Politica

Bertinotti: «Al Colle serve un barbaro»

Entra nel vivo l'elezione del Presidente della Repubblica. L'ex presidente della Camera e leader di Rifondazione Comunista non ha dubbi: «si cerca una figura che garantisca governabilità. Invece servirebbe un uomo esterno all’arena politica, che abbia vissuto con e per gli ultimi, che ricomponga la frattura tra il popolo e le élite. Un barbaro ma senza barbarie»

di Lorenzo Maria Alvaro

In queste ore la partita per il Colle entra nel vivo. Le strategia e le alleanze per portare il candidato giusto alla presidenza della Repubblica si fanno sempre più intense. Saranno ore frenetiche. Ma c’è chi, guardando ai nomi e ai criteri che circola in queste ore, è convinto si stia sbagliando nella scelta. È Fausto Bertinotti, ex presidente della Camera e leader di Rifondazione Comunista che spiega a Vita.it perché non debba essere la governabilità il faro di queste elezioni.
 

La figura che si sta cercando per il Colle sembra l'antitesi di quello che era Giorgio Napolitano. Si cerca infatti qualcuno che non abbia un'appartenenza politica marcata e che faccia da arbitro limitando l'interventismo. È così?
Senza dubbio. Non sono criteri politicamente significativi. L'interesse è volto, in modo neo doroteo, al trovare esclusivamente una soluzione.
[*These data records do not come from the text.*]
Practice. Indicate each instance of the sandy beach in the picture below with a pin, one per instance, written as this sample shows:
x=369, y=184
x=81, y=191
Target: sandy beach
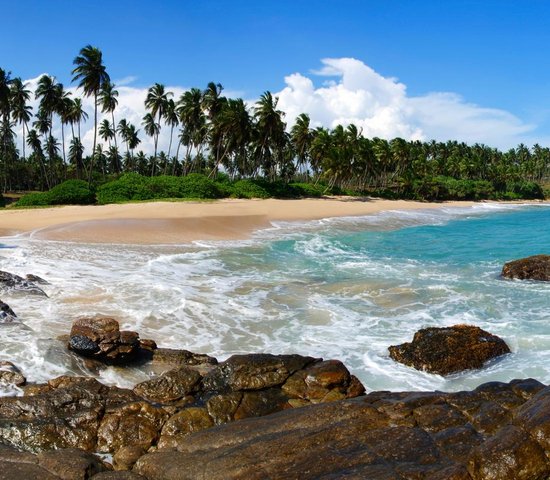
x=173, y=222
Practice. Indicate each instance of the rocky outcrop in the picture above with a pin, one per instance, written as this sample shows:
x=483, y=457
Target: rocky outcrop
x=449, y=350
x=100, y=338
x=408, y=435
x=14, y=283
x=536, y=267
x=497, y=431
x=10, y=375
x=7, y=315
x=78, y=412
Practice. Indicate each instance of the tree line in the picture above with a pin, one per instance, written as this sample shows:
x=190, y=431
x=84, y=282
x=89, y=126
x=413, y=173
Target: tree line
x=209, y=133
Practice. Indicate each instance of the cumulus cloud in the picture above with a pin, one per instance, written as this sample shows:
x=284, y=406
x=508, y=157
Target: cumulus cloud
x=382, y=108
x=344, y=91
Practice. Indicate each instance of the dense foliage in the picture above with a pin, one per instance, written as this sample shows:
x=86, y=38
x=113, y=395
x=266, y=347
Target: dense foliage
x=238, y=150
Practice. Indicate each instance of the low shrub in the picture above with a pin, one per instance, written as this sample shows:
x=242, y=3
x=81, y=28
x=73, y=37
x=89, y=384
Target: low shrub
x=71, y=192
x=196, y=185
x=130, y=186
x=34, y=200
x=248, y=189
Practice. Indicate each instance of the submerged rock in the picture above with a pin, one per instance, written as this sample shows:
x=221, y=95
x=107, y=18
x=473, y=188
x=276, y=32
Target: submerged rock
x=101, y=339
x=536, y=267
x=11, y=375
x=7, y=315
x=450, y=349
x=14, y=283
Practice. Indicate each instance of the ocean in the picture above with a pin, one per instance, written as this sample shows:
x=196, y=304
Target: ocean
x=344, y=288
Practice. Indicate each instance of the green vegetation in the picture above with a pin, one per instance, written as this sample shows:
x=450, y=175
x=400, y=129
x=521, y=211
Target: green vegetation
x=221, y=147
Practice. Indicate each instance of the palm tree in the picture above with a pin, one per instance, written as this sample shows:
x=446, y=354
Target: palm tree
x=108, y=99
x=156, y=101
x=152, y=129
x=21, y=111
x=301, y=137
x=91, y=75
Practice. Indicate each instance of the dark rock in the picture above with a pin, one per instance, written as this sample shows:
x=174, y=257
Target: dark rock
x=7, y=315
x=11, y=375
x=510, y=454
x=70, y=464
x=14, y=283
x=536, y=267
x=101, y=339
x=450, y=349
x=170, y=386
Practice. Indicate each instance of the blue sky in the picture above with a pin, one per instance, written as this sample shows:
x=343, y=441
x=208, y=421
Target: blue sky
x=489, y=53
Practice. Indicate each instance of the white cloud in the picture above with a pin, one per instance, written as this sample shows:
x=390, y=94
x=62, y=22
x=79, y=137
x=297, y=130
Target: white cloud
x=381, y=107
x=349, y=91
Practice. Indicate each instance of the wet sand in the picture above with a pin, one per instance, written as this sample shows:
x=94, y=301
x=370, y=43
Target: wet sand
x=181, y=222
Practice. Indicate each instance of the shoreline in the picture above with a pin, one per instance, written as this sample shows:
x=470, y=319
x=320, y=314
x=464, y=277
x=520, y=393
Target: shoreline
x=154, y=223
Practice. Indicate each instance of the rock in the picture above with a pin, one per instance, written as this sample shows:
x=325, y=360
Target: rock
x=254, y=371
x=36, y=279
x=11, y=375
x=170, y=386
x=101, y=339
x=510, y=454
x=70, y=464
x=7, y=315
x=180, y=357
x=449, y=350
x=135, y=424
x=14, y=283
x=182, y=424
x=536, y=267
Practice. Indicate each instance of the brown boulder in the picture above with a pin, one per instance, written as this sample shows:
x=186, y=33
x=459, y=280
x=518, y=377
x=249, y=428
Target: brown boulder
x=536, y=267
x=449, y=350
x=100, y=338
x=7, y=315
x=170, y=386
x=11, y=375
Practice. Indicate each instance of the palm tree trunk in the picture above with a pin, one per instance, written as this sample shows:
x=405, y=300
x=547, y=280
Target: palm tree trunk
x=95, y=140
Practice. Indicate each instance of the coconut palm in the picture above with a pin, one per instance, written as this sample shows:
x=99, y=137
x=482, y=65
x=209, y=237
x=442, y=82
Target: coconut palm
x=91, y=75
x=108, y=99
x=156, y=101
x=152, y=129
x=21, y=110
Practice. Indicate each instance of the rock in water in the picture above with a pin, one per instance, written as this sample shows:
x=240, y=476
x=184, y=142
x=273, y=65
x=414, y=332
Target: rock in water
x=536, y=267
x=101, y=338
x=15, y=283
x=7, y=315
x=450, y=349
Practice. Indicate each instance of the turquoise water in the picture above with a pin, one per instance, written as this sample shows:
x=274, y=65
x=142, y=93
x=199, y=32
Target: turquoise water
x=341, y=288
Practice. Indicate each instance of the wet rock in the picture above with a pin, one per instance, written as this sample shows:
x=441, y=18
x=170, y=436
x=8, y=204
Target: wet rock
x=450, y=349
x=7, y=315
x=536, y=267
x=135, y=424
x=510, y=454
x=70, y=464
x=36, y=279
x=180, y=357
x=11, y=375
x=100, y=338
x=170, y=386
x=14, y=283
x=182, y=424
x=323, y=381
x=254, y=371
x=126, y=457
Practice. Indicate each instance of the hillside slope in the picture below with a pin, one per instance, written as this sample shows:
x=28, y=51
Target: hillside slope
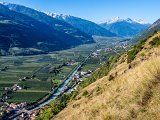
x=133, y=91
x=149, y=31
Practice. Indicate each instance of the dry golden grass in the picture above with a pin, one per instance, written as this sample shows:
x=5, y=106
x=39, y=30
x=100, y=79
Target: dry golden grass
x=133, y=95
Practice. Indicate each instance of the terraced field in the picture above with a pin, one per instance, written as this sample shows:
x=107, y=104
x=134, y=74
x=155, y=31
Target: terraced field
x=36, y=74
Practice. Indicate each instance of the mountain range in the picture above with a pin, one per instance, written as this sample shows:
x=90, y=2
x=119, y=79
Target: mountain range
x=24, y=30
x=24, y=27
x=86, y=26
x=149, y=31
x=125, y=27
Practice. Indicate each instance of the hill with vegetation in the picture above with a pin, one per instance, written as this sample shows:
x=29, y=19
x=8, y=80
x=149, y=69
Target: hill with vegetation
x=126, y=87
x=149, y=31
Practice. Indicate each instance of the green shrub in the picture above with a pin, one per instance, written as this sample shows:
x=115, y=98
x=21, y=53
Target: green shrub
x=155, y=42
x=85, y=93
x=110, y=77
x=135, y=50
x=101, y=72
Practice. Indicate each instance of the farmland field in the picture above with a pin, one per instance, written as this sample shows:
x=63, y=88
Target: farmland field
x=36, y=73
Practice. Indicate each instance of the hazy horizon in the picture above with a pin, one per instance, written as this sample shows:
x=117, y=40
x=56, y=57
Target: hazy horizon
x=97, y=11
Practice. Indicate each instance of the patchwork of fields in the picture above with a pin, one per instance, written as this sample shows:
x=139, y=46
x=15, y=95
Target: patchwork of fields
x=38, y=75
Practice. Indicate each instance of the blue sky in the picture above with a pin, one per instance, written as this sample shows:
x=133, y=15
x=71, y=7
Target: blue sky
x=98, y=10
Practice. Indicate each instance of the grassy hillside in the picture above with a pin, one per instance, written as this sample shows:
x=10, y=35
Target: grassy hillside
x=131, y=90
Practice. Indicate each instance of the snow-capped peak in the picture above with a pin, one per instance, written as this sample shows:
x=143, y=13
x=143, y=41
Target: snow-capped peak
x=140, y=21
x=55, y=15
x=129, y=20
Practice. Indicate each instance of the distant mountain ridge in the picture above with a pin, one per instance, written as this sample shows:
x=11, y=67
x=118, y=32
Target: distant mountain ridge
x=27, y=32
x=86, y=26
x=31, y=36
x=125, y=27
x=118, y=19
x=52, y=22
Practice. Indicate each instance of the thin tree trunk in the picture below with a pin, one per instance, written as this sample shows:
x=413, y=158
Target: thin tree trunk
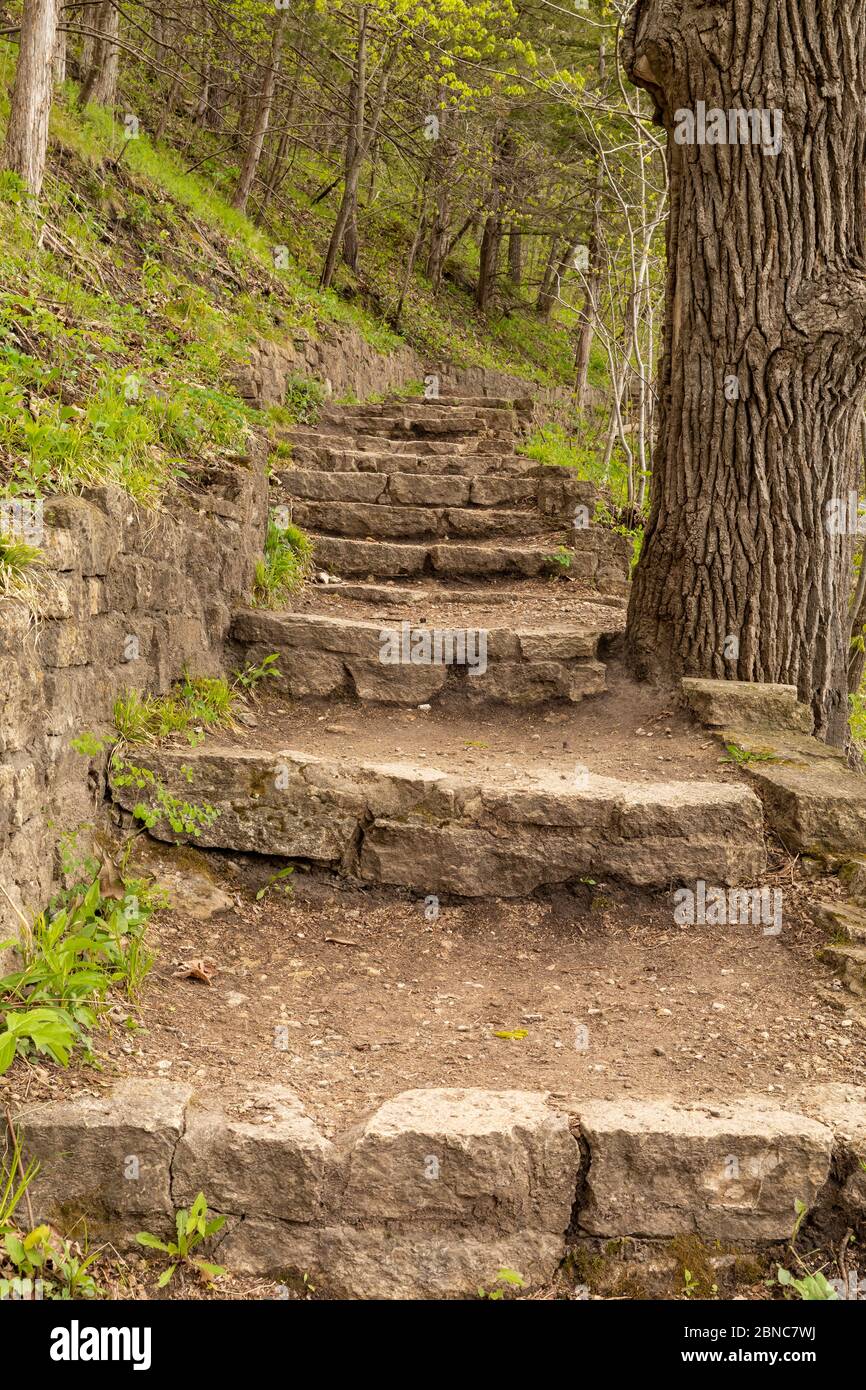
x=515, y=255
x=99, y=82
x=763, y=369
x=59, y=61
x=488, y=260
x=545, y=298
x=553, y=277
x=360, y=136
x=590, y=306
x=263, y=116
x=27, y=135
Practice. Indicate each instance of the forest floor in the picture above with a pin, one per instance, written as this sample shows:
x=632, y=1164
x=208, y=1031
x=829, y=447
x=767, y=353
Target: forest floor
x=350, y=994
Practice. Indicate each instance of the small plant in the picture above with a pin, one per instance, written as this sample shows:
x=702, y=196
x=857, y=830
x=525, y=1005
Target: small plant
x=559, y=562
x=303, y=401
x=192, y=1228
x=192, y=706
x=252, y=676
x=75, y=954
x=809, y=1289
x=503, y=1276
x=288, y=559
x=32, y=1262
x=17, y=565
x=278, y=880
x=185, y=818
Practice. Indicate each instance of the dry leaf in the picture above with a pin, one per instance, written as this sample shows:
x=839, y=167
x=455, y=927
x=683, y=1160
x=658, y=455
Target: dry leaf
x=202, y=969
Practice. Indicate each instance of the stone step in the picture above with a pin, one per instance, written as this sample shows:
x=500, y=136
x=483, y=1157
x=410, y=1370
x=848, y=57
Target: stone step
x=430, y=413
x=446, y=428
x=519, y=403
x=843, y=920
x=602, y=559
x=813, y=802
x=334, y=456
x=441, y=830
x=462, y=446
x=437, y=489
x=405, y=663
x=371, y=520
x=850, y=963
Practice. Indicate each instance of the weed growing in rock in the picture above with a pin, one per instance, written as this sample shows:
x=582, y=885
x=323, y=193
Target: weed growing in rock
x=36, y=1262
x=288, y=559
x=192, y=1228
x=192, y=706
x=508, y=1278
x=75, y=957
x=18, y=562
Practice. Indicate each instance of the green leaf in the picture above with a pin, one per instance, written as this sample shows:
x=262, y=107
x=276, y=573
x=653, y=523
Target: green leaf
x=7, y=1050
x=152, y=1243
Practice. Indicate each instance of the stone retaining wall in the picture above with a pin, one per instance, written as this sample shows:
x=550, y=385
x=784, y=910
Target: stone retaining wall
x=438, y=1189
x=341, y=357
x=128, y=599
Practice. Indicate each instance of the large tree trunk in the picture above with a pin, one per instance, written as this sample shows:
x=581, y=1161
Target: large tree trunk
x=263, y=117
x=488, y=262
x=27, y=135
x=99, y=84
x=765, y=346
x=515, y=255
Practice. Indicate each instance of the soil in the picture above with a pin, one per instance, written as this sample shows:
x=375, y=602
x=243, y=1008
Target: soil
x=542, y=603
x=623, y=734
x=350, y=995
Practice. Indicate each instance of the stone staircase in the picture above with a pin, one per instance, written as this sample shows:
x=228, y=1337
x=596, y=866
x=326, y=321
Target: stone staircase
x=430, y=734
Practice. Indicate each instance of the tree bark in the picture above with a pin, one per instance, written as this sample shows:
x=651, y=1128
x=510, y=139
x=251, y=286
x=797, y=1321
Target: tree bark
x=763, y=364
x=263, y=116
x=515, y=255
x=555, y=274
x=59, y=60
x=27, y=135
x=99, y=82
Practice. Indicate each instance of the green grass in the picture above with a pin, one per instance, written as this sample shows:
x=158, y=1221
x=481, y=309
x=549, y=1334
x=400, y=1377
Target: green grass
x=288, y=559
x=192, y=706
x=79, y=955
x=18, y=566
x=584, y=452
x=134, y=295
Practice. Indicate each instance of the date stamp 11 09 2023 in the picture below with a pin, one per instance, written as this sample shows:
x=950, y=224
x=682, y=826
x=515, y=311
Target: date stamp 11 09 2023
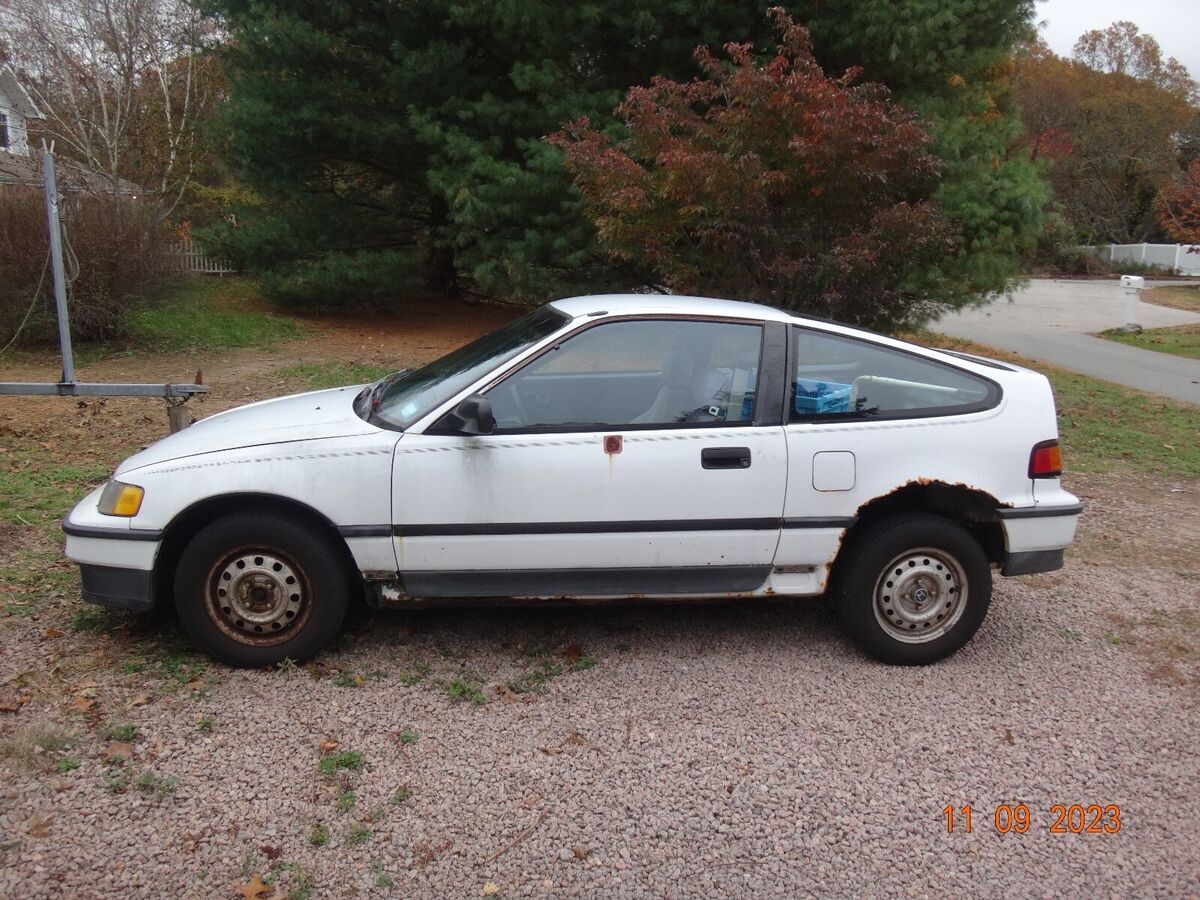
x=1018, y=819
Lei non è d'accordo con questo identikit?
Ho un'idea radicalmente diversa. Siamo nel tempo della crisi del rapporto tra il popolo e le élite, tra cittadini e istituzioni, che corrode a fondo la democrazia. Anche le riforme che si stanno facendo puntano esclusivamente alla governabilità contraendo la partecipazione democratica. Oggi infatti si può sì votare un governo ma non si possono sceglierne le politiche, che sono già predefinite. Non mi sfugge per questo che dal punto di vista della politica interna si tratti di una scelta, quella del presidente della Repubblica, affatto indifferente.

Quali sono per lei i criteri politicamente significativi con cui operare questa scelta?
La riconciliazione. Scegliere qualcuno che sani questa frattura. Ma per farlo deve essere una figura che stia fuori dall'arena politica. Viviamo una società che vede una crescita smisurata delle disuguaglianze, della povertà e del disagio. Quindi il candidato non basta che venga dalla semplice società civile. Deve anche essere qualcuno che abbia speso la propria vita nel lavoro in questi ambiti, nel combattere la povertà, la disoccupazione, l'emarginazione e nell'aiuto ai più deboli. In qualche modo quello che la Chiesa ha fatto scegliendo un Papa, Francesco, venuto dalla fine del Mondo. Solo allora si darebbe un segno di riconoscimento delle ragioni della crisi politica. Serve insomma un barbaro, nel senso di venuto da fuori, senza barbarie.

Recentemente Tsipras ha vinto le elezioni in Grecia. Pensa che possa essere un punto di riferimento per la minoranza Pd e Sel, che sono anche andati a partecipare del successo di Syriza?
L'interlocutore a mio avviso è ottimo. Ma la lezione andrebbe ascoltata. Syriza, come Podemos in Spagna, dimostrano che una sinistra non nasce dalla costola di un partito esistente. Ma dall'interpretazione delle difficoltà della gente.

È anche importante, Lei lo ricorda spesso, il dialogo con l'altra grande cultura politica sconfitta, quella cattolica…
Certo, purché sia un dialogare lontano dal “heri dicebamus”, dal dove eravamo rimasti, ma che parta dalla realtà di oggi. Perché il Papa è così ascoltato? Proprio perché è autentico e interpreta il cuore degli uomini.  

Sarò un po' impertinente: perché l'apertura ad un dialogo proficuo arriva sempre dopo, da saggi comunisti e vecchi cattolici, raramente prima?
Non è così. Questo Paese è stato fondato e costruito su questo dialogo…

Mi riferivo più che altro agli ultimi 20 anni…
Negli ultimi 25 anni il dialogo è stato sequestrato nella sfera della governabilità. È un dialogo che ha vissuto tre fasi. La prima è quella della promessa, che ha tradotto l'antifascismo nella costituzione repubblicana. Il secondo periodo è quello post-conciliare, del 68' e degli anni 70, che vide la presenza dei grandi movimenti. Infine gli ultimi anni, quelli del rovescio, in cui si sono costruiti i centro sinistra europei, non per il cambiamento ma per il governo delle esistenze.